为自己的学习做个笔记,以免以后遗忘。
model.py
定义网络模型
import torch
import torch.nn as nn
import torch.nn.functional as F
class LeNet(nn.Module):
def __init__(self):
super(LeNet, self).__init__()
self.conv1 = nn.Conv2d(3, 16, 5)
self.maxpool1 = nn.MaxPool2d(2, 2)
self.conv2 = nn.Conv2d(16, 32, 5)
self.maxpool2 = nn.MaxPool2d(2, 2)
self.fc1 = nn.Linear(32*5*5, 120) # 全连接层的输入必须是一维向量
self.fc2 = nn.Linear(120, 84)
self.fc3 = nn.Linear(84, 10) # `10`可以根据具体分类数进行修改
# 计算公式 (W-F+2P) / S + 1 W:图像的宽度(假设H=W) F:卷积核的大小 P:pooling值 S:步长
def forward(self, x):
x = F.relu(self.conv1(x)) # [batch, 3, 32, 32] -> [batch, 16, 28, 28] (32-5+0)/1 + 1 = 28
x = self.maxpool1(x) # [batch, 16, 28, 28] -> [batch, 16, 14, 14]
x = F.relu(self.conv2(x)) # [batch, 16, 14, 14] -> [batch, 32, 10, 10] (14-5+0)/1+1=10
x = self.maxpool2(x) # [batch, 32, 10, 10] -> [batch, 32, 5, 5]

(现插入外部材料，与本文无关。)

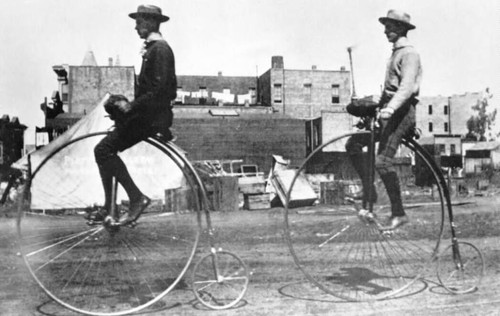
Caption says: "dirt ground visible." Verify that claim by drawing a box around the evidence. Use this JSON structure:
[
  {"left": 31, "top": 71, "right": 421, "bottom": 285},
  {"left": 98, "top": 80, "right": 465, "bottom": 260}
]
[{"left": 0, "top": 196, "right": 500, "bottom": 315}]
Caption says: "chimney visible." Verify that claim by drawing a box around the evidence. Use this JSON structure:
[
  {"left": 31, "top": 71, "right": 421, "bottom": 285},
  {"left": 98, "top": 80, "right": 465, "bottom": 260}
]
[{"left": 271, "top": 56, "right": 284, "bottom": 69}]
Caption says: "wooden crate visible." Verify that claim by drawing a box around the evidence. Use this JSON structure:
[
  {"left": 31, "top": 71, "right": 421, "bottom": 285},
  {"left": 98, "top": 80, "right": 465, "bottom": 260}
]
[
  {"left": 238, "top": 176, "right": 266, "bottom": 194},
  {"left": 244, "top": 193, "right": 271, "bottom": 210},
  {"left": 212, "top": 176, "right": 239, "bottom": 212}
]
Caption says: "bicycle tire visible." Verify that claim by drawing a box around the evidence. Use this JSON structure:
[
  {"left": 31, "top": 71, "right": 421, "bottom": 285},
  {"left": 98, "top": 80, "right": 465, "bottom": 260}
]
[
  {"left": 286, "top": 132, "right": 451, "bottom": 301},
  {"left": 17, "top": 132, "right": 202, "bottom": 315},
  {"left": 192, "top": 250, "right": 249, "bottom": 310},
  {"left": 436, "top": 241, "right": 485, "bottom": 294}
]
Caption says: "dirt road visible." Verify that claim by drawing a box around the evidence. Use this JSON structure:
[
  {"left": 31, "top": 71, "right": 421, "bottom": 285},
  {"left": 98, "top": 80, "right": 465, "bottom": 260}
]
[{"left": 0, "top": 197, "right": 500, "bottom": 315}]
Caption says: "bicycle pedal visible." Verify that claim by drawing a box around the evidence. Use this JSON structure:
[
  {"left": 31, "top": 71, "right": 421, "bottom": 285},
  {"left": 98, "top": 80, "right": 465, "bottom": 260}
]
[
  {"left": 124, "top": 221, "right": 137, "bottom": 228},
  {"left": 380, "top": 229, "right": 394, "bottom": 237}
]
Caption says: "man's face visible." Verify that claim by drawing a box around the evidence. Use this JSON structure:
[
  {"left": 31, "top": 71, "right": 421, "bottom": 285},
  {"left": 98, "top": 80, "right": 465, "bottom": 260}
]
[
  {"left": 384, "top": 20, "right": 406, "bottom": 43},
  {"left": 135, "top": 17, "right": 158, "bottom": 39}
]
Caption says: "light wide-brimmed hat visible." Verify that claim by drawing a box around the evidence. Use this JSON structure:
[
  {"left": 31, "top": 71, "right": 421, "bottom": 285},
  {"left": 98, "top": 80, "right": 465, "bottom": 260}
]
[
  {"left": 378, "top": 10, "right": 415, "bottom": 30},
  {"left": 128, "top": 5, "right": 170, "bottom": 22}
]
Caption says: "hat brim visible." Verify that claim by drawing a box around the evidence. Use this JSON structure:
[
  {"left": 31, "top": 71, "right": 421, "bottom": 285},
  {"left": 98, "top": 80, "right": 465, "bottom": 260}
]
[
  {"left": 128, "top": 12, "right": 170, "bottom": 22},
  {"left": 378, "top": 17, "right": 416, "bottom": 30}
]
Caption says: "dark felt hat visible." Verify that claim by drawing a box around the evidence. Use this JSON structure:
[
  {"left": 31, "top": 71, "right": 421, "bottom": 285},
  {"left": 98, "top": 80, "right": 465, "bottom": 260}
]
[
  {"left": 378, "top": 10, "right": 415, "bottom": 30},
  {"left": 128, "top": 4, "right": 170, "bottom": 22}
]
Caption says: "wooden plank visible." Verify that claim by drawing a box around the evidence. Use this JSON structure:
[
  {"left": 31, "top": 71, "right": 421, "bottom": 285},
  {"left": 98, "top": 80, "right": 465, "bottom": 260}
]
[
  {"left": 238, "top": 176, "right": 266, "bottom": 194},
  {"left": 212, "top": 176, "right": 239, "bottom": 212}
]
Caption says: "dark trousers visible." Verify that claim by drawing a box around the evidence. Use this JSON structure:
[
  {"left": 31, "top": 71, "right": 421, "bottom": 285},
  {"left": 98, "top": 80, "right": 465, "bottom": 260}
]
[
  {"left": 94, "top": 109, "right": 173, "bottom": 210},
  {"left": 346, "top": 104, "right": 416, "bottom": 216}
]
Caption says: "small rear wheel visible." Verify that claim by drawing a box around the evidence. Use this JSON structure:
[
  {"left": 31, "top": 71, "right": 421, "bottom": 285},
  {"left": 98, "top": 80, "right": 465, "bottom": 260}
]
[
  {"left": 17, "top": 133, "right": 201, "bottom": 315},
  {"left": 437, "top": 241, "right": 484, "bottom": 294},
  {"left": 192, "top": 251, "right": 249, "bottom": 310},
  {"left": 284, "top": 132, "right": 450, "bottom": 301}
]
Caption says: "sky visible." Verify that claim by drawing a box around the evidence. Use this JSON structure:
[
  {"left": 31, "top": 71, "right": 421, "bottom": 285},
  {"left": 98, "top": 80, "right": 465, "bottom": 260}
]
[{"left": 0, "top": 0, "right": 500, "bottom": 143}]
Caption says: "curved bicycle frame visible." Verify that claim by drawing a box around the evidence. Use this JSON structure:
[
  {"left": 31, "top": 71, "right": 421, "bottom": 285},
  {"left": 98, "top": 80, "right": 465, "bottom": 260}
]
[
  {"left": 17, "top": 131, "right": 214, "bottom": 316},
  {"left": 285, "top": 129, "right": 456, "bottom": 296}
]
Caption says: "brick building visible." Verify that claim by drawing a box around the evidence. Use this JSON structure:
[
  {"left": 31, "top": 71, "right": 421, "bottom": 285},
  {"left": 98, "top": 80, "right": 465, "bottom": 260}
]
[
  {"left": 258, "top": 56, "right": 351, "bottom": 119},
  {"left": 175, "top": 72, "right": 258, "bottom": 106}
]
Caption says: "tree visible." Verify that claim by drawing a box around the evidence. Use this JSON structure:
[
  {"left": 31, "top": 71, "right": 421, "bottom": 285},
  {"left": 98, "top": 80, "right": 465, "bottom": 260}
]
[{"left": 465, "top": 88, "right": 497, "bottom": 142}]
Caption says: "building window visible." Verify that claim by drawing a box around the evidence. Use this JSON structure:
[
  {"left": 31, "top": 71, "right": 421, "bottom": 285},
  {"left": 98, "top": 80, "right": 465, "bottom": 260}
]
[
  {"left": 304, "top": 83, "right": 312, "bottom": 102},
  {"left": 61, "top": 84, "right": 69, "bottom": 103},
  {"left": 248, "top": 87, "right": 257, "bottom": 104},
  {"left": 438, "top": 144, "right": 446, "bottom": 155},
  {"left": 175, "top": 87, "right": 184, "bottom": 104},
  {"left": 332, "top": 84, "right": 340, "bottom": 104},
  {"left": 273, "top": 83, "right": 283, "bottom": 103},
  {"left": 200, "top": 87, "right": 208, "bottom": 105}
]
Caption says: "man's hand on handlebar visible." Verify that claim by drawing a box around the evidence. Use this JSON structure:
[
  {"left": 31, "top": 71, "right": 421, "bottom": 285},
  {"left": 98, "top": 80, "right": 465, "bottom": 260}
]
[{"left": 380, "top": 107, "right": 394, "bottom": 120}]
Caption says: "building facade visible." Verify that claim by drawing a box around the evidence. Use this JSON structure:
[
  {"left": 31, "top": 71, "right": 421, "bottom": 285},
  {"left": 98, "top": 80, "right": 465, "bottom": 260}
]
[
  {"left": 258, "top": 56, "right": 351, "bottom": 119},
  {"left": 0, "top": 115, "right": 26, "bottom": 181}
]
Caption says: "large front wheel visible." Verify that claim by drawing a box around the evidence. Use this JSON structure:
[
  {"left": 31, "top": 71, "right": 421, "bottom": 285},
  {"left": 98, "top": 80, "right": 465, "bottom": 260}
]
[
  {"left": 17, "top": 133, "right": 201, "bottom": 315},
  {"left": 286, "top": 133, "right": 449, "bottom": 301}
]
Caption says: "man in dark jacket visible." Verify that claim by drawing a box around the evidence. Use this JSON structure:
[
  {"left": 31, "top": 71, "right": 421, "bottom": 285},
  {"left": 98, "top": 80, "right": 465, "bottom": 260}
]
[
  {"left": 346, "top": 10, "right": 422, "bottom": 230},
  {"left": 87, "top": 5, "right": 177, "bottom": 225}
]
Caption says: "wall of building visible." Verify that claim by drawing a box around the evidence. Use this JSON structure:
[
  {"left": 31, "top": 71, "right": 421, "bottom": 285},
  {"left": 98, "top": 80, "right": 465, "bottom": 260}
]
[
  {"left": 416, "top": 96, "right": 451, "bottom": 137},
  {"left": 264, "top": 69, "right": 351, "bottom": 119},
  {"left": 172, "top": 113, "right": 306, "bottom": 174},
  {"left": 0, "top": 115, "right": 26, "bottom": 181},
  {"left": 450, "top": 92, "right": 482, "bottom": 136},
  {"left": 321, "top": 109, "right": 358, "bottom": 152},
  {"left": 68, "top": 66, "right": 135, "bottom": 114},
  {"left": 176, "top": 73, "right": 257, "bottom": 105}
]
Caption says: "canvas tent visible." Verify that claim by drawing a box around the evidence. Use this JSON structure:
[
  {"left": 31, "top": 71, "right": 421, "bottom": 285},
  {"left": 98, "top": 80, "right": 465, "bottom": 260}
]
[{"left": 13, "top": 94, "right": 184, "bottom": 209}]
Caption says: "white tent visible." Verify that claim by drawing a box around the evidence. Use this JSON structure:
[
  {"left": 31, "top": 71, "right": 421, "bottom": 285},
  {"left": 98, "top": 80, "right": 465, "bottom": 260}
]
[{"left": 13, "top": 94, "right": 184, "bottom": 209}]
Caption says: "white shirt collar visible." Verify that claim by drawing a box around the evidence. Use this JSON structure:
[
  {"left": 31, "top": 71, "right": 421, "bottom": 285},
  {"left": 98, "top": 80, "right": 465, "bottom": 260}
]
[{"left": 146, "top": 32, "right": 163, "bottom": 43}]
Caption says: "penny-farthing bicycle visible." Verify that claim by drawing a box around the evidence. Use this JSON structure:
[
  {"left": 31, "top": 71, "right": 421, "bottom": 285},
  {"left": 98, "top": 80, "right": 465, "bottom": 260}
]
[
  {"left": 285, "top": 113, "right": 484, "bottom": 301},
  {"left": 17, "top": 132, "right": 249, "bottom": 315}
]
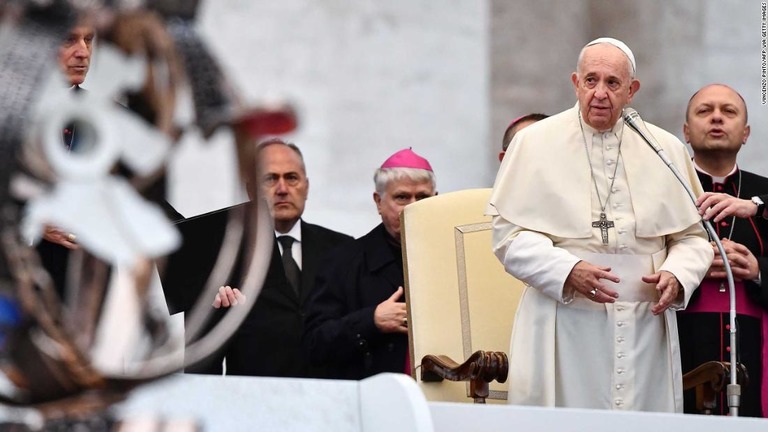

x = x.view(-1,32*5*5) # [batch,32*5*5]
x = F.relu(self.fc1(x))
x = F.relu(self.fc2(x))
out = self.fc3(x) # 不需要使用激活函数,因为softmax激活函数被嵌入在交叉熵函数中
return out
注意:卷积后尺寸的计算公式:(W - F + 2P) / S + 1
,其中W是图像宽度(假设长度和宽度相同),F是卷积核的大小,P是padding的值,S是步长。
train.py
import torch
import torchvision
import torch.nn as nn
from model import LeNet
import torch.optim as optim
import torchvision.transforms as transforms
import matplotlib.pyplot as plt
import numpy as np
import torch.utils.data as data
transform = transforms.Compose([
transforms.ToTensor(),
transforms.Normalize(mean=(0.5,0.5,0.5), std=(0.5,0.5,0.5))
])
batch_size = 4
trainset = torchvision.datasets.CIFAR10(root='./data', train=True, transform=transform, download=False)
trainloader = data.DataLoader(trainset, batch_size=36, shuffle=True, num_workers=0)
testset = torchvision.datasets.CIFAR10(root='./data', train=False, transform=transform, download=False)
testloader = data.DataLoader(testset, batch_size=10000, shuffle=False, num_workers=0)
test_data_iter = iter(testloader)
test_image, test_label = test_data_iter.next()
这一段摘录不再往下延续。